Goals

The anesthesiologist’s goals, when consulted to participate in the care of women in labor, are very much the same as those of her Obstetrical Care Provider:

  • To facilitate comfort during a natural but typically painful process
  • To do so in a way that minimizes risk to both the mother and her soon-to-be-born baby

The American College of Obstetricians and Gynecologists has suggested that: “Labor results in severe pain for many women. There is no other circumstance where it is considered acceptable for a person to experience severe pain, amenable to safe intervention, while under a physician’s care.” Anesthesiologists endorse this belief and, as specialists in the management of acute pain, view labor pain relief as a professional duty and responsibility.
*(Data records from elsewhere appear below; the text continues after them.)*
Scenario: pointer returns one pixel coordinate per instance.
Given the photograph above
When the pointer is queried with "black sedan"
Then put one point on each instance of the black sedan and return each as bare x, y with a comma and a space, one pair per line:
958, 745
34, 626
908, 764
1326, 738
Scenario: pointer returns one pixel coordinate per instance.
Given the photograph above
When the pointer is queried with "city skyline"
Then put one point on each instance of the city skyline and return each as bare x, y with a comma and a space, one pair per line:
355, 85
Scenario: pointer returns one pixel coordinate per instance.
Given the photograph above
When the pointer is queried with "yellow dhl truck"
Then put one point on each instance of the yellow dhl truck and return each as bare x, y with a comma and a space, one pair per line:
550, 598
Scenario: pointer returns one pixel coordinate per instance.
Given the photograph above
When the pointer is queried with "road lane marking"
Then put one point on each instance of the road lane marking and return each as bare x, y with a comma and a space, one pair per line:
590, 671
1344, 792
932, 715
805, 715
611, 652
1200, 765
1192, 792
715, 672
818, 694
There are many opinions about how to best facilitate comfort in a laboring woman. However, it is the woman, herself, who decides which method is best for her. Usually a pregnant woman will already have a plan for coping with pain before labor begins, and an informed approach is to be encouraged. It is very clear, however, that no two labors are identical, and that the subjective experience of pain can be difficult to anticipate.

The amount of pain a mother experiences depends on many factors.

These include:

  • The size and position of the baby
  • The size and shape of the mother’s pelvis
  • The strength of the uterine contractions
  • Previous experience & expections of labor
  • Other issues which are not well understood

Modern anesthesiology and obstetrics have numerous effective methods that allow a woman to have choices regarding labor pain management.

These choices include:

  • Breathing exercises and relaxation techniques which may include aromotherapy, warm showers, massage, supportive nursing care, a labor ball, etc.
  • Intravenous pain medications
  • Local nerve or field blocks
  • Regional techniques (epidural or spinal anesthesia)

Since each woman’s labor is unique, anesthesiologists advise flexibility in the pain management aspect of labor plans. For example, a woman may have planned a “natural birth” without any medical intervention but then find the labor pain has exceeded her expectations.  She may then decide to use IV pain medications.   Less commonly, labor pain is experienced as less than expected.  In this case, a woman might decide that an original plan for medical pain intervention with a labor epidural is not needed or warranted.

The anesthesiologist can assist a woman and her obstetrical care provider in making individualized choices about pain management.  Working as a team with obstetrical care providers, anesthesiologists have the knowledge and skills needed to help comfort the laboring patient while keeping safety a priority for both mother and baby.